On Fri, 2005-09-09 at 13:22, Eitan Zahavi wrote:
> Hal Rosenstock wrote:
> > On Thu, 2005-09-08 at 09:02, Eitan Zahavi wrote:
> >
> >>Hal Rosenstock wrote:
> >>
> >>>>>>>Sep 06 15:41:48 725691 [B76A4C40] -> __match_notice_to_inf_rec: ERR
> >>>>>>>0207: Cannot find destination port with LID:0x0007
> >>>>>>
> >>>>>>This means that the LID of the port registered as the source for this
> >>>>>>inform info is not recognized as a valid LID.
> >>>>>>
> >>>>>>
> >>>>>>
> >>>>>>>...
> >>>>>>>Sep 06 15:41:48 726186 [B76A4C40] -> __match_notice_to_inf_rec: ERR
> >>>>>>>0207: Cannot find source port with GUID:0x0008f10403960559
> >>>>>>
> >>>>>>The meaning of this is that the incoming trap source is not a
> >>>>>>recognized (included in the SM database) guid
> >>>>>
> >>>>>
> >
> >>>It looks like it occurs on SM port down which seems OK.
> >>
> >>OK that explains it:
> >>The errors are when the SM port has turned down. In that case all the ports
> >>that were previously
> >>found on the fabric are now inaccessible. The SM should Report(Notice with
> >>trap #65) for each of these ports.
> >
> >
> > Right, GID out of service should be and is indicated.
> >
> >
> >>For that sake it scans through the InformInfo database.

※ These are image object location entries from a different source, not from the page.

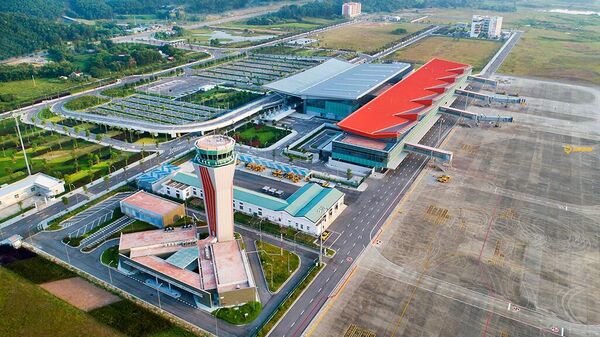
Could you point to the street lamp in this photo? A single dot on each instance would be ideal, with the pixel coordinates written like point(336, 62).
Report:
point(109, 273)
point(270, 265)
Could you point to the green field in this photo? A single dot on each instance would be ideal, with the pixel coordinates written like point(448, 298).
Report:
point(135, 321)
point(367, 37)
point(35, 312)
point(558, 51)
point(26, 91)
point(85, 102)
point(242, 314)
point(110, 257)
point(554, 46)
point(298, 26)
point(76, 161)
point(258, 135)
point(39, 270)
point(31, 311)
point(474, 52)
point(275, 263)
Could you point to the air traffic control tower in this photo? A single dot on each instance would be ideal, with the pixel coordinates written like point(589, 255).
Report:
point(215, 165)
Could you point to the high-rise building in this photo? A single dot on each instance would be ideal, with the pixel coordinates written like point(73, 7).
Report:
point(215, 165)
point(486, 26)
point(351, 9)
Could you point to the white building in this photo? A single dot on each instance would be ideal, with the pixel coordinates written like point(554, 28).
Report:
point(215, 166)
point(351, 9)
point(311, 209)
point(38, 184)
point(486, 27)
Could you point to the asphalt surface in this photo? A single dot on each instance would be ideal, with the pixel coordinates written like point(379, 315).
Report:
point(50, 242)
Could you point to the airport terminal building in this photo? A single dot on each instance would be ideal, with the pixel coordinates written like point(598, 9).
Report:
point(377, 134)
point(335, 88)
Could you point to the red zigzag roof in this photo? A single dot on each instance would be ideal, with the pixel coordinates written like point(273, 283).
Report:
point(397, 109)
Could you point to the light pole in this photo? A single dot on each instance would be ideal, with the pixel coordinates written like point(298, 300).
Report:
point(22, 145)
point(66, 251)
point(270, 265)
point(109, 272)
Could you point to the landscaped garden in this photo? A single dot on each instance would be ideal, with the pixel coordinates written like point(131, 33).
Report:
point(84, 102)
point(258, 135)
point(278, 264)
point(242, 314)
point(75, 161)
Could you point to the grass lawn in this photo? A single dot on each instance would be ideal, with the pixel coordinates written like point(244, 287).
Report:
point(121, 91)
point(39, 270)
point(31, 311)
point(76, 161)
point(110, 257)
point(135, 321)
point(242, 314)
point(260, 136)
point(367, 37)
point(84, 102)
point(275, 264)
point(264, 331)
point(474, 52)
point(25, 90)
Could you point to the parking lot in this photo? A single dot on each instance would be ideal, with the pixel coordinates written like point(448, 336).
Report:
point(256, 70)
point(176, 87)
point(158, 110)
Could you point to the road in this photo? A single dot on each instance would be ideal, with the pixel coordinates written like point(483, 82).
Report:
point(353, 231)
point(50, 242)
point(358, 225)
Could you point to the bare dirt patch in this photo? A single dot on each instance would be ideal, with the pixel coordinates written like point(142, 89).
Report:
point(80, 293)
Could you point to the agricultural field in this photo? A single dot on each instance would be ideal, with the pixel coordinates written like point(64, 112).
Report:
point(58, 319)
point(76, 161)
point(366, 37)
point(298, 26)
point(222, 98)
point(474, 52)
point(553, 46)
point(560, 47)
point(23, 280)
point(258, 135)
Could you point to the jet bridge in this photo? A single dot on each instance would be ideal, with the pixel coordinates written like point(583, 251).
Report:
point(443, 155)
point(474, 116)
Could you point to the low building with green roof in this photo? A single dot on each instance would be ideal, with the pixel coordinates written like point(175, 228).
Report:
point(310, 209)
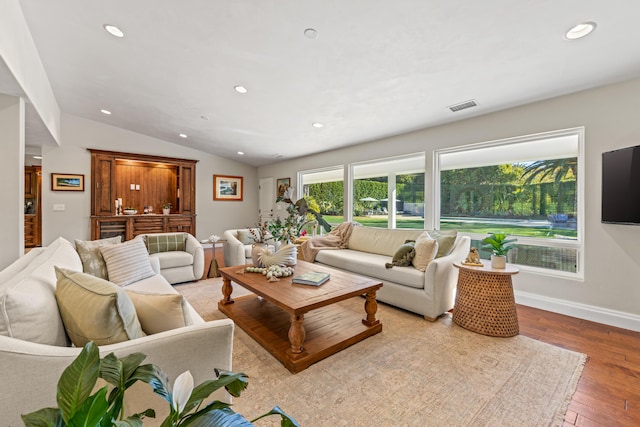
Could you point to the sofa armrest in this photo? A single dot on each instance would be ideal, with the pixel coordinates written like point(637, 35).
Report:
point(233, 249)
point(194, 247)
point(31, 371)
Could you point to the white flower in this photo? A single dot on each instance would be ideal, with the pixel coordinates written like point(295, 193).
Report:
point(182, 388)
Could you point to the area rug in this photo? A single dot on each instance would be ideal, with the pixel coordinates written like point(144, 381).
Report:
point(413, 373)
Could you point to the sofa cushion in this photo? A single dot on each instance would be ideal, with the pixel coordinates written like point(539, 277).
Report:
point(426, 250)
point(92, 260)
point(165, 242)
point(249, 236)
point(127, 262)
point(381, 241)
point(446, 240)
point(173, 259)
point(93, 309)
point(160, 312)
point(371, 265)
point(28, 308)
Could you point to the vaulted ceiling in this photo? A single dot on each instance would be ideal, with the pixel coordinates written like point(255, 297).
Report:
point(372, 69)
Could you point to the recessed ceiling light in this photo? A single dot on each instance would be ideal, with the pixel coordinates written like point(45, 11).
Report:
point(580, 30)
point(310, 33)
point(113, 30)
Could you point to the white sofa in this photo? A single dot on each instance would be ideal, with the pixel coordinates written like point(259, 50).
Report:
point(430, 293)
point(237, 251)
point(180, 266)
point(34, 348)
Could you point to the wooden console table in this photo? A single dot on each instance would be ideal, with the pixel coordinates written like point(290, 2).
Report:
point(484, 300)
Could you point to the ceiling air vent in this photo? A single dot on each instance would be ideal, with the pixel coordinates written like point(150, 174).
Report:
point(463, 105)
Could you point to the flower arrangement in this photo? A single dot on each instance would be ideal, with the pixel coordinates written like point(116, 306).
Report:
point(77, 406)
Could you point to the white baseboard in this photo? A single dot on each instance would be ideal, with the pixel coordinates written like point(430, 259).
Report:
point(593, 313)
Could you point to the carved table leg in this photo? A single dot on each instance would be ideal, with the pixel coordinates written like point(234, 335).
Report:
point(297, 333)
point(371, 307)
point(226, 291)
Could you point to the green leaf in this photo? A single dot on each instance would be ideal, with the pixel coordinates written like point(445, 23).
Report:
point(218, 418)
point(45, 417)
point(92, 411)
point(285, 421)
point(77, 381)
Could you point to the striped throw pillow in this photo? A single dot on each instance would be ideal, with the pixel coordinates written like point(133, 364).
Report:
point(165, 242)
point(127, 262)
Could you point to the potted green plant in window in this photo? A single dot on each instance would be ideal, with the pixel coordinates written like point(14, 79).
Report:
point(499, 244)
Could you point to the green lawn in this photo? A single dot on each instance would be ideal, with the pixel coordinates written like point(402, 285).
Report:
point(525, 230)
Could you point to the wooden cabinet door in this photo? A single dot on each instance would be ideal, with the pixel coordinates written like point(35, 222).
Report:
point(187, 189)
point(103, 185)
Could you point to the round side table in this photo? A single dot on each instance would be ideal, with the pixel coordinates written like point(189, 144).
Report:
point(484, 300)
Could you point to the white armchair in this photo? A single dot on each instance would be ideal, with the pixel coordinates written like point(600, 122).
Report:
point(180, 266)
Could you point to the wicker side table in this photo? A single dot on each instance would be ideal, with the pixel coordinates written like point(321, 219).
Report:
point(484, 300)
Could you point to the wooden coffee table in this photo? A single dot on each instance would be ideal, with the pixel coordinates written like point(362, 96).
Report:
point(301, 324)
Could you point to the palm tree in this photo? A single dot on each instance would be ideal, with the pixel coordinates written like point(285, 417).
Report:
point(557, 170)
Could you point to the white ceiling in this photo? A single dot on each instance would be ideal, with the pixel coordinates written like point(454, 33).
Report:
point(377, 68)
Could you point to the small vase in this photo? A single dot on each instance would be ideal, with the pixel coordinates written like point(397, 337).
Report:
point(255, 253)
point(499, 261)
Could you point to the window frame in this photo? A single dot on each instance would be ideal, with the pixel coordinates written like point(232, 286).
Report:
point(577, 244)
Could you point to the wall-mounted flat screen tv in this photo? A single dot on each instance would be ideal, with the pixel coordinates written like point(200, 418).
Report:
point(621, 186)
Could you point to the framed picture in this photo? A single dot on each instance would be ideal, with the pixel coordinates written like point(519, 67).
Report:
point(227, 187)
point(67, 182)
point(281, 185)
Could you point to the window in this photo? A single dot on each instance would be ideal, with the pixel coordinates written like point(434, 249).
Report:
point(389, 193)
point(528, 187)
point(324, 191)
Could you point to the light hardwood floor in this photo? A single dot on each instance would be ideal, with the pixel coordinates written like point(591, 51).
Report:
point(608, 393)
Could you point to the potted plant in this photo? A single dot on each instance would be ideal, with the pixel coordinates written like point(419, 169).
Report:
point(499, 245)
point(105, 408)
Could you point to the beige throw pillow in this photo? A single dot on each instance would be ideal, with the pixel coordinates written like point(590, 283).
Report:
point(92, 260)
point(93, 309)
point(426, 249)
point(160, 312)
point(445, 239)
point(127, 262)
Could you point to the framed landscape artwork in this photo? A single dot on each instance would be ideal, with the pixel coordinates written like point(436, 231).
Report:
point(281, 185)
point(67, 182)
point(227, 187)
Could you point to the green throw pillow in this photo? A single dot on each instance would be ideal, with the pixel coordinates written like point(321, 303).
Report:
point(445, 240)
point(404, 255)
point(165, 242)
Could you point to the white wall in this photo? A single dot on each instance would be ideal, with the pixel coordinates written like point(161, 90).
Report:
point(12, 188)
point(610, 291)
point(72, 156)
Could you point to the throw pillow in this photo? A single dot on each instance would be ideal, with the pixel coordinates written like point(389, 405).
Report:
point(249, 236)
point(165, 242)
point(445, 239)
point(160, 312)
point(404, 255)
point(426, 249)
point(93, 309)
point(92, 260)
point(127, 262)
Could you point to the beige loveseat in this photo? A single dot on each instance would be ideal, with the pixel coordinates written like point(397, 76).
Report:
point(177, 266)
point(34, 348)
point(429, 293)
point(237, 249)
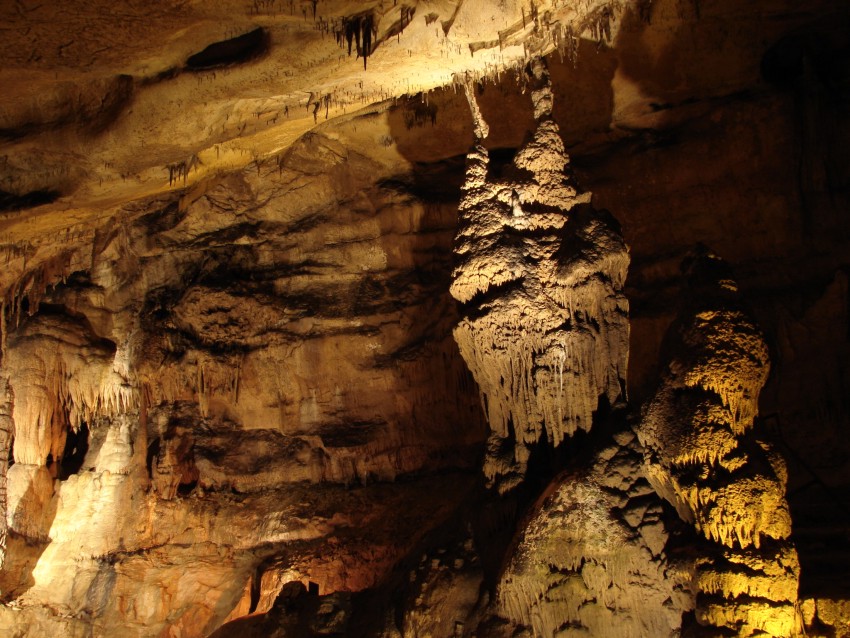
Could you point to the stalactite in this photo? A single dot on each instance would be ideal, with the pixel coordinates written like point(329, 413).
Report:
point(61, 378)
point(702, 457)
point(6, 434)
point(540, 274)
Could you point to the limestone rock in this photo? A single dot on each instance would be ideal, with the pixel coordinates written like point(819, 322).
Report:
point(593, 558)
point(540, 275)
point(701, 455)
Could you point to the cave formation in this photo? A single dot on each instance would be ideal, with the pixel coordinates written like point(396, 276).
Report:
point(534, 321)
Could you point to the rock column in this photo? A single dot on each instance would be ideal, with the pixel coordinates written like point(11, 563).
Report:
point(539, 273)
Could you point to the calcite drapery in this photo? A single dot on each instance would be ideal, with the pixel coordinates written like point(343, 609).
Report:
point(540, 274)
point(592, 559)
point(702, 456)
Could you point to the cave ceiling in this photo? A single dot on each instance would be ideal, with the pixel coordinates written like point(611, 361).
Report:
point(424, 317)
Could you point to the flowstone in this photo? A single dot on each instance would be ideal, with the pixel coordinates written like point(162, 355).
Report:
point(702, 455)
point(539, 273)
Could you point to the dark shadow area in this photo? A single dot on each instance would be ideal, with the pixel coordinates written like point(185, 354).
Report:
point(74, 455)
point(10, 202)
point(239, 50)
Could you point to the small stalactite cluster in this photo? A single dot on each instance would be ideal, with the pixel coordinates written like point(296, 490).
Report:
point(357, 32)
point(61, 378)
point(702, 455)
point(7, 429)
point(539, 274)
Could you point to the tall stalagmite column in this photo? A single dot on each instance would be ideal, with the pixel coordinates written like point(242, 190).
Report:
point(6, 433)
point(702, 455)
point(539, 273)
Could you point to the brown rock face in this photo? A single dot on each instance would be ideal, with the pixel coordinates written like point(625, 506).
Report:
point(701, 456)
point(255, 286)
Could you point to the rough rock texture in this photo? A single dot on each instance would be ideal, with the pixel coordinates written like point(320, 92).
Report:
point(701, 456)
point(540, 275)
point(226, 234)
point(593, 557)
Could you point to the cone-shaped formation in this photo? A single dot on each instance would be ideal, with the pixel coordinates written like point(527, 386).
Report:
point(592, 558)
point(540, 275)
point(702, 457)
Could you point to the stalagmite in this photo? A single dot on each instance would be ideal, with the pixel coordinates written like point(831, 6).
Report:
point(6, 433)
point(540, 273)
point(593, 560)
point(702, 456)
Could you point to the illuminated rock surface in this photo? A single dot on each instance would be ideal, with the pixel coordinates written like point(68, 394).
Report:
point(239, 397)
point(540, 275)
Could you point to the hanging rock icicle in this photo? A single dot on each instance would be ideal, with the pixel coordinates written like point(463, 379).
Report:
point(702, 455)
point(539, 272)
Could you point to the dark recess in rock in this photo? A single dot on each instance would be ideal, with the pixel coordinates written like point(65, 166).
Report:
point(238, 50)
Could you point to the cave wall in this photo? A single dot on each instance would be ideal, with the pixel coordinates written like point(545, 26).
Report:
point(224, 375)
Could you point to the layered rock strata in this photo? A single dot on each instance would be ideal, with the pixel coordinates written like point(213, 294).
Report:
point(539, 273)
point(703, 455)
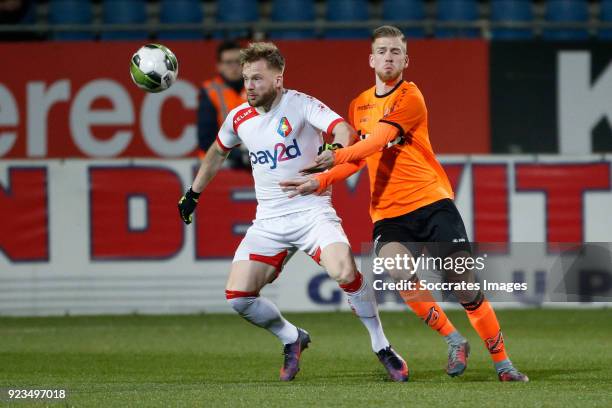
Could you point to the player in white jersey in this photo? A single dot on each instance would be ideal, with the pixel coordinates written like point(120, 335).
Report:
point(282, 131)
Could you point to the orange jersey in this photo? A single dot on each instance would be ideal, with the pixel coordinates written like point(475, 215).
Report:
point(404, 175)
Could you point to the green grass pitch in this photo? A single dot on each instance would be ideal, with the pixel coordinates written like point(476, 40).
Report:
point(220, 360)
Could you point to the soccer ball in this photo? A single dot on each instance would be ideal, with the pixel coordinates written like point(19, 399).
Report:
point(154, 68)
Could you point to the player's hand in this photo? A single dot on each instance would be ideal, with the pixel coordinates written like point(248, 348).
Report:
point(329, 146)
point(321, 163)
point(187, 205)
point(300, 186)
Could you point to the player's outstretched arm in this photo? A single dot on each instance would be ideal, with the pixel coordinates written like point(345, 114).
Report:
point(382, 134)
point(208, 169)
point(344, 134)
point(319, 182)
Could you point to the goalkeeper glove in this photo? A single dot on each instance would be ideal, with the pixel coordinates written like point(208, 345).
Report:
point(329, 146)
point(187, 205)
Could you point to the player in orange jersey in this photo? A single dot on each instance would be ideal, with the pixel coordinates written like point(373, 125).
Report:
point(412, 199)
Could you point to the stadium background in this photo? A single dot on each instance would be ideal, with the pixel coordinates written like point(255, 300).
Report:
point(520, 109)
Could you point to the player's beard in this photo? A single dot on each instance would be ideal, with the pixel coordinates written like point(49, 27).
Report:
point(264, 100)
point(388, 76)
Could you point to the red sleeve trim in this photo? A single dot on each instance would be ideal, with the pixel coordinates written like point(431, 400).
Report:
point(224, 147)
point(332, 125)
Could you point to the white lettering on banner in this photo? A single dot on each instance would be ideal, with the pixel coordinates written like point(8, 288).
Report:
point(82, 117)
point(39, 103)
point(9, 116)
point(150, 121)
point(580, 104)
point(72, 281)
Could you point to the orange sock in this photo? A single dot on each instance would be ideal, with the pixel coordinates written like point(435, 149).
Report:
point(423, 305)
point(483, 319)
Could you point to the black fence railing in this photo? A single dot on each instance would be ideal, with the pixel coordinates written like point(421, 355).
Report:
point(319, 27)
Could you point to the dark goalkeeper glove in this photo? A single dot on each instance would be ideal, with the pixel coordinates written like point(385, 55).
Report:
point(187, 205)
point(329, 146)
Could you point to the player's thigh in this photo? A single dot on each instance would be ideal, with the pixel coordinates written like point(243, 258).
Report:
point(394, 240)
point(445, 232)
point(250, 276)
point(318, 229)
point(397, 252)
point(259, 258)
point(338, 261)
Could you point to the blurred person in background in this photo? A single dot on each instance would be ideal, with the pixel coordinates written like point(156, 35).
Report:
point(218, 96)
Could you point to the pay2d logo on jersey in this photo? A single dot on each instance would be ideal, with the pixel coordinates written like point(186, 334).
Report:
point(279, 153)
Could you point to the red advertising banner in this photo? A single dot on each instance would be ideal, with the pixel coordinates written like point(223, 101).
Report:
point(126, 210)
point(68, 100)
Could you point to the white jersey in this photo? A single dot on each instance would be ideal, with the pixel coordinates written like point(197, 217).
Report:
point(280, 143)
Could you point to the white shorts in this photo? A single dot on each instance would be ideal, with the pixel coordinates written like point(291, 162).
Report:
point(271, 240)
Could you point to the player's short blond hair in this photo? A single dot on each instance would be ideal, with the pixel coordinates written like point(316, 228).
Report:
point(388, 31)
point(263, 51)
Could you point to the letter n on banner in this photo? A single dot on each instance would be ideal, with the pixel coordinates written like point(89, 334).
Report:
point(114, 235)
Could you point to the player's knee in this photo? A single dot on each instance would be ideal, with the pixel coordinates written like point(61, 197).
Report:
point(343, 273)
point(240, 301)
point(401, 275)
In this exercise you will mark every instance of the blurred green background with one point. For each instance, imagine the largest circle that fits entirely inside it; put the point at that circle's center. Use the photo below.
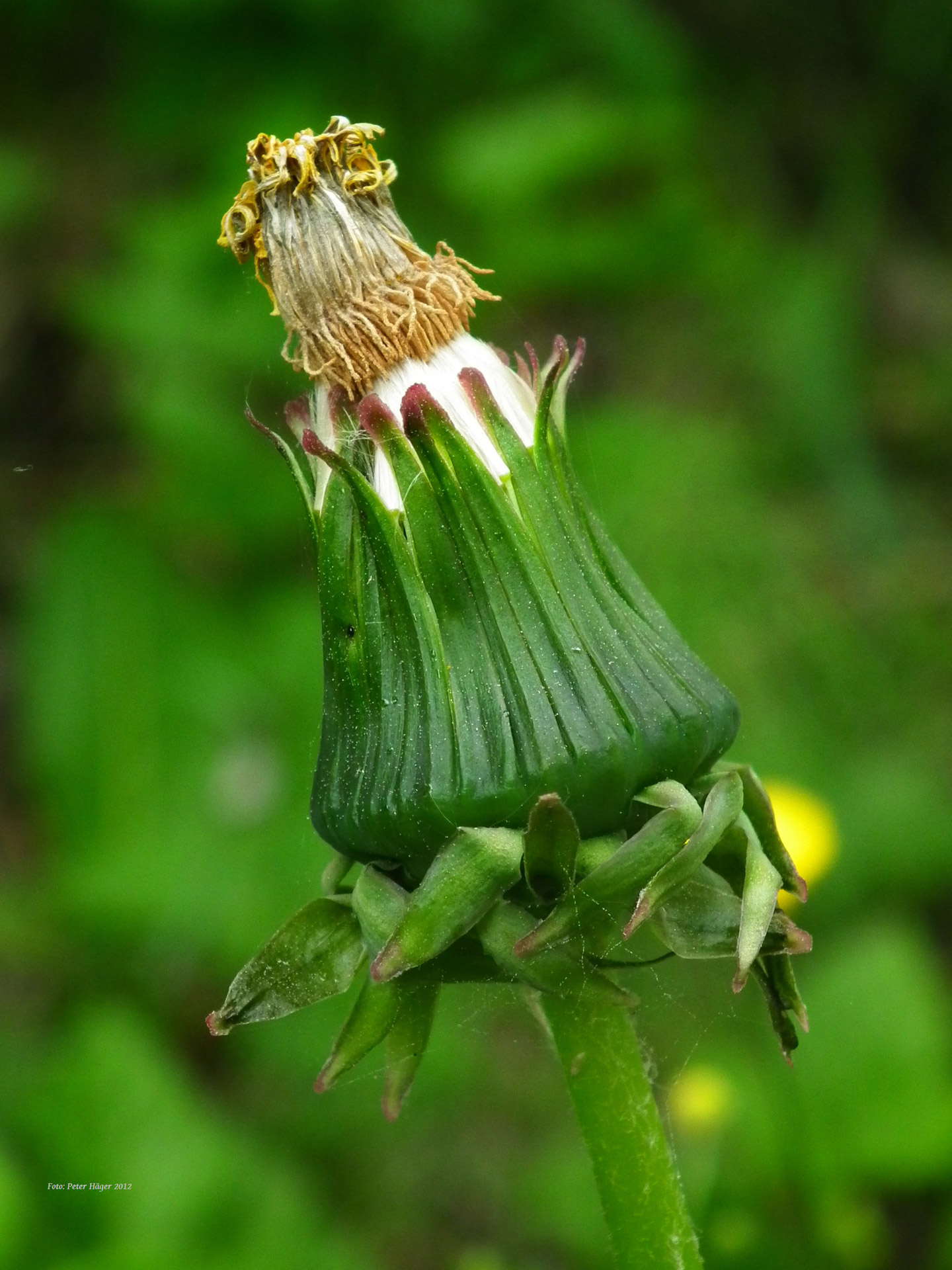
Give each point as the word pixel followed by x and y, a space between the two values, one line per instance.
pixel 748 211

> >>Apparently an InformInfo with LID=7 has requested for this report.
> >>But LID 7 does not exist anymore
> >
> >
> > It exists. It is just not reachable via GS (SA) LID routed packets.
> Well from the point of view of the SM it does not once the SM can not reach
> it.
OK.
> >> - so the first message is valid:
> >
> >
> > Not sure what you mean exactly by valid here.
> Valid means that it is correct. The destination port to send the Report to is
> not part of any partition any more.
> I would rephrase the error message and make it Info. There is no ERROR in
> loosing some ports.
Right. This should be made into something less than error.
> >> > Sep 06 15:41:48 725691 [B76A4C40] -> __match_notice_to_inf_rec: ERR
> >> > 0207: Cannot find destination port with LID:0x0007
> >>(actually this should have caused the InformInfo record to be deleted...
> >>which I do not think happening)
> >
> > What should have caused the InformInfo record to be deleted ?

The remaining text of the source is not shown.